Qa3 often talk and present on the topic of mercury loss to various process systems across a gas processing facility. One key process is the dehydration stage which employs molecular sieve media to dry the gas.
This media also has the secondary effect of removing mercury from the gas via adsorption (rather than chemical reaction). This is typically between 10 - 30% of the mercury. When this occurs, during the mol sieve regeneration cycle, mercury will be driven off the media resulting in highly concentrated regeneration gas. It is very important to consider the fate of this regeneration gas whether that be flaring or fed back into the process.

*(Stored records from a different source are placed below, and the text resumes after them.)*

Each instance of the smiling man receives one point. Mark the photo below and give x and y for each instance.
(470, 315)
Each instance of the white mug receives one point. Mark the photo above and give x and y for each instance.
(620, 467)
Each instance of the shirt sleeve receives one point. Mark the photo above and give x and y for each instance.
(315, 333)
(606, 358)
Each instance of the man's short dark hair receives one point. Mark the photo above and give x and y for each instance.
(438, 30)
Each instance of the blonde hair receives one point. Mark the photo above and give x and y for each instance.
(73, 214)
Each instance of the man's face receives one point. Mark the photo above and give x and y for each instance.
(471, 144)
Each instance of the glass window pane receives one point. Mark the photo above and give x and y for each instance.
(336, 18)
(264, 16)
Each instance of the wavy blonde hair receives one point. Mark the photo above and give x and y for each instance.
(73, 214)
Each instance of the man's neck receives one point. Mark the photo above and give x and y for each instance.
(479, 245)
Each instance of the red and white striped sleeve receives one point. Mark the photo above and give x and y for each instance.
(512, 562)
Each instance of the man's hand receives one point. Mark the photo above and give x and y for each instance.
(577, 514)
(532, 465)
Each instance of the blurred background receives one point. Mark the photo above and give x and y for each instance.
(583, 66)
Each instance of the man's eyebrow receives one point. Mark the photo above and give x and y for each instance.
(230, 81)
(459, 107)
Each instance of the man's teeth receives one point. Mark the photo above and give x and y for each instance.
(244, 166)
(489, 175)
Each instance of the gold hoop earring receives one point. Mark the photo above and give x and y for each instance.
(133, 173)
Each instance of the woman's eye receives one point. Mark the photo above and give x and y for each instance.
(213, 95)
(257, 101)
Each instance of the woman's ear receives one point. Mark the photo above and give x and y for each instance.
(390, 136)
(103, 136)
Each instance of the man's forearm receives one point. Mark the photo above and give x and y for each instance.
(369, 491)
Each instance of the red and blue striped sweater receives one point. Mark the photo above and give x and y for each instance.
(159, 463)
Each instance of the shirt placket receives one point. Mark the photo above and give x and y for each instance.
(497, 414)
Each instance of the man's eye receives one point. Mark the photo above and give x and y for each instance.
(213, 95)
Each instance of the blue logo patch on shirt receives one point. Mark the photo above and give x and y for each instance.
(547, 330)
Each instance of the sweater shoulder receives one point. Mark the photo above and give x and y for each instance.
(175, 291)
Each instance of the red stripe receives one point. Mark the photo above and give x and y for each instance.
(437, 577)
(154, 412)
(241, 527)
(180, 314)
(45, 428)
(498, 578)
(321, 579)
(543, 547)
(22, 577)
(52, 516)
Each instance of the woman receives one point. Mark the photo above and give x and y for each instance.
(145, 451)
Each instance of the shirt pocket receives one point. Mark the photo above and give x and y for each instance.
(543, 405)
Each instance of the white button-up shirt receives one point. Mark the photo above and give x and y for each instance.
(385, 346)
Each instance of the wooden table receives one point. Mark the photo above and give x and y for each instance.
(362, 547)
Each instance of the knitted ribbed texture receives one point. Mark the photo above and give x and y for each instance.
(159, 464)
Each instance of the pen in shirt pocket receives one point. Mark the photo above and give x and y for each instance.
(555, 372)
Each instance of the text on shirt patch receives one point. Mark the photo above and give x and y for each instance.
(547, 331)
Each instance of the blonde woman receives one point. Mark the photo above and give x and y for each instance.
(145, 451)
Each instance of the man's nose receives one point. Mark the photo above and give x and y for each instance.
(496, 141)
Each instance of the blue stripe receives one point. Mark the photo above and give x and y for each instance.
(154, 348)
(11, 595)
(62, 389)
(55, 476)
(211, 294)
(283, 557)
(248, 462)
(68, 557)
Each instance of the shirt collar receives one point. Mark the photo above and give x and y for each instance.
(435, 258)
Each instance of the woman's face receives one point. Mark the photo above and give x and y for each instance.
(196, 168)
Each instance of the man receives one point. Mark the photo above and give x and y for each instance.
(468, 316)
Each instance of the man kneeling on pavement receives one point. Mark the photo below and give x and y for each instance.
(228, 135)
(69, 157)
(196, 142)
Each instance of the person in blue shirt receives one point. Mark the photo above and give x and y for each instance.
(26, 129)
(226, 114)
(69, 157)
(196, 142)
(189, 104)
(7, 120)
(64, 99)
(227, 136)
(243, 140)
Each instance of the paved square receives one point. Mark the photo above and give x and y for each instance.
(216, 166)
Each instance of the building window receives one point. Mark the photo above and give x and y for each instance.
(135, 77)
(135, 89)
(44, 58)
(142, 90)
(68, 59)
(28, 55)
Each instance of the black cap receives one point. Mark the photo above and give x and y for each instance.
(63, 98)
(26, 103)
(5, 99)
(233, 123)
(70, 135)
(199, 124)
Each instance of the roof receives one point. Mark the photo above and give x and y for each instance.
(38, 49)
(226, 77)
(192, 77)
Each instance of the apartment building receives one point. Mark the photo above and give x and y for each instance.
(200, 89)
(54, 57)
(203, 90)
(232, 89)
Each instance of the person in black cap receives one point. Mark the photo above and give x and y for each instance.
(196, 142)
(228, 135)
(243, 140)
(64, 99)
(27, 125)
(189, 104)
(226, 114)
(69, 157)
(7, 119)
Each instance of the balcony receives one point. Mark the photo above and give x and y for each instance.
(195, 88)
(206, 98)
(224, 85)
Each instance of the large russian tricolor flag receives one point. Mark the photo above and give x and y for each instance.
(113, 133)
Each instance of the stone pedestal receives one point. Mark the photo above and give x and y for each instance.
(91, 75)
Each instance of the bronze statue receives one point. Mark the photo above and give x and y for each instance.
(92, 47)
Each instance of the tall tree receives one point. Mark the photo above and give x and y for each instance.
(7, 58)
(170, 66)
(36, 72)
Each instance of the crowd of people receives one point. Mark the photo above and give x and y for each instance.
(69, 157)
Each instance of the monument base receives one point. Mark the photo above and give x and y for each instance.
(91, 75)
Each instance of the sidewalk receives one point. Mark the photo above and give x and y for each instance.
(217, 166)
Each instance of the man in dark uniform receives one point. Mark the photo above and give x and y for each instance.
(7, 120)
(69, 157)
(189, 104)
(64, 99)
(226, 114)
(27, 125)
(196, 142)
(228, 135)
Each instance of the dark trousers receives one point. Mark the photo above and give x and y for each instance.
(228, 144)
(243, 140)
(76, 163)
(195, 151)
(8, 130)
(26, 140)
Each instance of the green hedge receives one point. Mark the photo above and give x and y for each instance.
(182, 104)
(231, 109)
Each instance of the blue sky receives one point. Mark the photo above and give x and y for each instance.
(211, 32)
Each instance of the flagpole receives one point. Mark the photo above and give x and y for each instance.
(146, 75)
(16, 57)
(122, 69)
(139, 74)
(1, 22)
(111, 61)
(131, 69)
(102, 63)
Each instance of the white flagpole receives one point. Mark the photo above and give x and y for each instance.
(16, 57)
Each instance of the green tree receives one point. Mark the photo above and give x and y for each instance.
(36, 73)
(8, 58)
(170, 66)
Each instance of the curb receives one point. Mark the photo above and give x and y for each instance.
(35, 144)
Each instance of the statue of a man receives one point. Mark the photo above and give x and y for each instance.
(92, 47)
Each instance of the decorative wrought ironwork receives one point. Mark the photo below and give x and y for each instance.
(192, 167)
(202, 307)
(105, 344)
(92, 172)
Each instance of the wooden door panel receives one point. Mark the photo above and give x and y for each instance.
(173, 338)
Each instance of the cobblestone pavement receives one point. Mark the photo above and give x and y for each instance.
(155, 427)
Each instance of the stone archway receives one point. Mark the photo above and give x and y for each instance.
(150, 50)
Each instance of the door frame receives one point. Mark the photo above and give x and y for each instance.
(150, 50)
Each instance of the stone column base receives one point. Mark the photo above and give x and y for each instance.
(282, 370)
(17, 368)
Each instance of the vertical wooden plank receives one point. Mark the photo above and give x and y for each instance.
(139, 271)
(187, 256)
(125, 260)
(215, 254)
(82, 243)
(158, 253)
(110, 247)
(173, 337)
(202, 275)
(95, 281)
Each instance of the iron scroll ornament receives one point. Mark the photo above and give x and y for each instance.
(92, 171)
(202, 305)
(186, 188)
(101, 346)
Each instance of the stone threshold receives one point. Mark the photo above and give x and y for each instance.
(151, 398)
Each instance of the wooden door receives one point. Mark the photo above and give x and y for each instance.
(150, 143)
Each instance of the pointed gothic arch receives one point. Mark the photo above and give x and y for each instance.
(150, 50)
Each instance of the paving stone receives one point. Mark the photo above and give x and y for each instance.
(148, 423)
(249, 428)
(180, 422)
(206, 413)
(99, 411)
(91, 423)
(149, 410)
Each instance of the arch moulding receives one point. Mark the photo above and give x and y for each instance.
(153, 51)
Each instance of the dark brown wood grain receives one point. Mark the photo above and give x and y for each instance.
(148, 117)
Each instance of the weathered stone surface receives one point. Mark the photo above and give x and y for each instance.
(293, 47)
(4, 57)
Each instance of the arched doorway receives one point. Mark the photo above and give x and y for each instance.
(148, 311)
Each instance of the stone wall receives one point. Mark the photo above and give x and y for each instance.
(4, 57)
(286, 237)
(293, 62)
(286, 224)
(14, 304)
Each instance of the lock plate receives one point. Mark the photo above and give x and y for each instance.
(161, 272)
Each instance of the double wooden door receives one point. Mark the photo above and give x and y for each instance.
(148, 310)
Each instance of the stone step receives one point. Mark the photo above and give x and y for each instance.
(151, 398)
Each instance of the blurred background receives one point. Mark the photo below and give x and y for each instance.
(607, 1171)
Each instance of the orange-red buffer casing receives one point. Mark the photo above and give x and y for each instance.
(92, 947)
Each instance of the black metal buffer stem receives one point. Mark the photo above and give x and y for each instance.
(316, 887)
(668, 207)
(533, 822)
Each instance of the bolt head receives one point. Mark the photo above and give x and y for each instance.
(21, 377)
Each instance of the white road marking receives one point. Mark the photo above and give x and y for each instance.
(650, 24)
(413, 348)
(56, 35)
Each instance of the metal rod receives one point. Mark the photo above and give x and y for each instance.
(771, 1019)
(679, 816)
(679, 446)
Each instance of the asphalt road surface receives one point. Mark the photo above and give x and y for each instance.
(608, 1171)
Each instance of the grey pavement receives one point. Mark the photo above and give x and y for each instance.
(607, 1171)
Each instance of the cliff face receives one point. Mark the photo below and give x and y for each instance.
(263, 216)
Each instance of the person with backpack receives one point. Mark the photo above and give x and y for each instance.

On a recent study into mercury removal from gas during the regeneration stage on a gas processing facility, Qa3 observed ~ 85% loss of the mercury to the mol sieve media. This removal was unusually high. To investigate further, samples of the media were taken from the inlet and outlet of the mol sieve unit. It was found that the media at the inlet contained ~ 100 ppm mercury but the outlet samples contained 0.9 ppm mercury.
Upon further investigation, it was found that H2S in the gas was forming a sulphide on the surface of the media. This sulphide was reacting with mercury and forming mercuric sulphide (HgS), which was not breaking down during the regeneration cycle. In this way, mercury was accumulating in the unit.
From this study, Qa3 have highlighted that if your mol sieve is being fed by a high mercury, high H2S gas consideration must be given to the potential for exposure to highly contaminated media upon changeout.